Rep. Matt Claman (D-Anchorage), left, talks during a meeting of the Legislative Council subcommittee on sexual and other workplace harassment on Jan. 25. Legislative human resources manager Skiff Lobaugh, Sen. Anna MacKinnon (R-Eagle River) and Rep. Charisse Millett (R-Anchorage) listen. (Photo by Andrew Kitchenman/KTOO)

Lawmakers have released a draft policy that would revise how the Legislature handles sexual and other workplace harassment.

The draft is modeled on Oregon’s policy. It is much more detailed than the current version, which the Legislature adopted in 2000.

Anchorage Democratic Rep.
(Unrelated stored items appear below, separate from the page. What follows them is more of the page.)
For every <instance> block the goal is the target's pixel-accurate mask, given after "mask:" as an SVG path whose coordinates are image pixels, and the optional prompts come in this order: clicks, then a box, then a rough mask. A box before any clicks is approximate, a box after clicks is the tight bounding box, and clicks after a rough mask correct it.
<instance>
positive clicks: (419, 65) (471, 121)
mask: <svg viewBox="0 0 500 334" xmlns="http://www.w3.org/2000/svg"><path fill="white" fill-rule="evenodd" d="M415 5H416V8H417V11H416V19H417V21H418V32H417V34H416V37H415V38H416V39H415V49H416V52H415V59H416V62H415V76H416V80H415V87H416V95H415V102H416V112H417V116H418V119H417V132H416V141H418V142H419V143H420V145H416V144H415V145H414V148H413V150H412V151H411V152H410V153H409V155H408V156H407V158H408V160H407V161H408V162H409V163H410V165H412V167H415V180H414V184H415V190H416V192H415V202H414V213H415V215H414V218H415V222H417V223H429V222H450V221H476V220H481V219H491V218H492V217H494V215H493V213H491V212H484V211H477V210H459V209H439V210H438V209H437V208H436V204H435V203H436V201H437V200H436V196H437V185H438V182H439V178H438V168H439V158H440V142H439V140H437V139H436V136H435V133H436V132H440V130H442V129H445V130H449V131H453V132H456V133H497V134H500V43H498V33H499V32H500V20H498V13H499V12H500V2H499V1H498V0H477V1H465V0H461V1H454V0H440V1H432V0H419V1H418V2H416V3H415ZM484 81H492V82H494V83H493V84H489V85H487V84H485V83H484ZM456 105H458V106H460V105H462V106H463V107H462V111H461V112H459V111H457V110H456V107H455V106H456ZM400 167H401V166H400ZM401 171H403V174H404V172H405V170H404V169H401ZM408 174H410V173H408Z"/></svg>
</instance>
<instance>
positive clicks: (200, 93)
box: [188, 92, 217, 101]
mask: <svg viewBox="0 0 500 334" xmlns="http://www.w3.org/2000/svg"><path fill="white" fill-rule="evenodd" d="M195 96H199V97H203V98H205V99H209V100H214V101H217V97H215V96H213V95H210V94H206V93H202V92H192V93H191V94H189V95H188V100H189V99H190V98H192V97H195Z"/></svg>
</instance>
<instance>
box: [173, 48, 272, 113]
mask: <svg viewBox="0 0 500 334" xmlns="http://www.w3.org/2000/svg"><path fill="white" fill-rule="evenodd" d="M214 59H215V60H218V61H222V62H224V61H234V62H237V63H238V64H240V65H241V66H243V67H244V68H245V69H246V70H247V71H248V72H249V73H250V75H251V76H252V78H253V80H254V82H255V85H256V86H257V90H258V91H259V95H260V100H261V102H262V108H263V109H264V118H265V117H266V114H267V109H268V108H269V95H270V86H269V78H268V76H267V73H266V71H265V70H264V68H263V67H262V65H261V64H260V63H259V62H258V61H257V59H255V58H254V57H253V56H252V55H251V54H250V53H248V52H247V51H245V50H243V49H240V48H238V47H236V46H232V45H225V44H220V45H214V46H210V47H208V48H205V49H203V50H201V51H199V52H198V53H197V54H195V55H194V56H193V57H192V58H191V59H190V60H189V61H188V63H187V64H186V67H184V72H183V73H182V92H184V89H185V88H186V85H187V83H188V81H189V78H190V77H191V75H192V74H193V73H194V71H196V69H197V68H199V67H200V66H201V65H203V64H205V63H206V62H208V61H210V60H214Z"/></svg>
Matt Claman is the vice chair of the subcommittee working on the policy. He said the Oregon guidelines had the clearest procedure to file a complaint of any examined by the subcommittee.

“There was consensus on the committee to base our policy and procedure on that Oregon procedure, that looked to make a lot of sense,” he said.

Harassment became an issue in the fall, when legislative aides and women outside of the Legislature alleged sexual harassment by Kiana Democratic Rep. Dean Westlake, who resigned in December.

The Oregon policy requires that independent investigators handle complaints against legislators. The Alaska draft policy is not yet clear about how these complaints would be handled. Claman said the Legislature’s human resources manager may be in the best position to investigate lawmakers.

The draft policy would require the House speaker and Senate president to appoint special committees on conduct that would covene if a lawmaker has been investigated for alleged misconduct. These committees would have equal numbers from the majority and minority parties. The committees would recommend to each chamber whether to take disciplinary action. Then the chamber would vote the next day that it convenes.

The draft policy would give people one year to file a formal or informal complaint about harassment. Claman said the filing period should draw from existing federal standards.

Claman said the subcommittee plans to meet weekly until it finishes work on the draft policy. He didn’t put a deadline on its work, but says it would work steadily. Its next meeting is scheduled for Tuesday.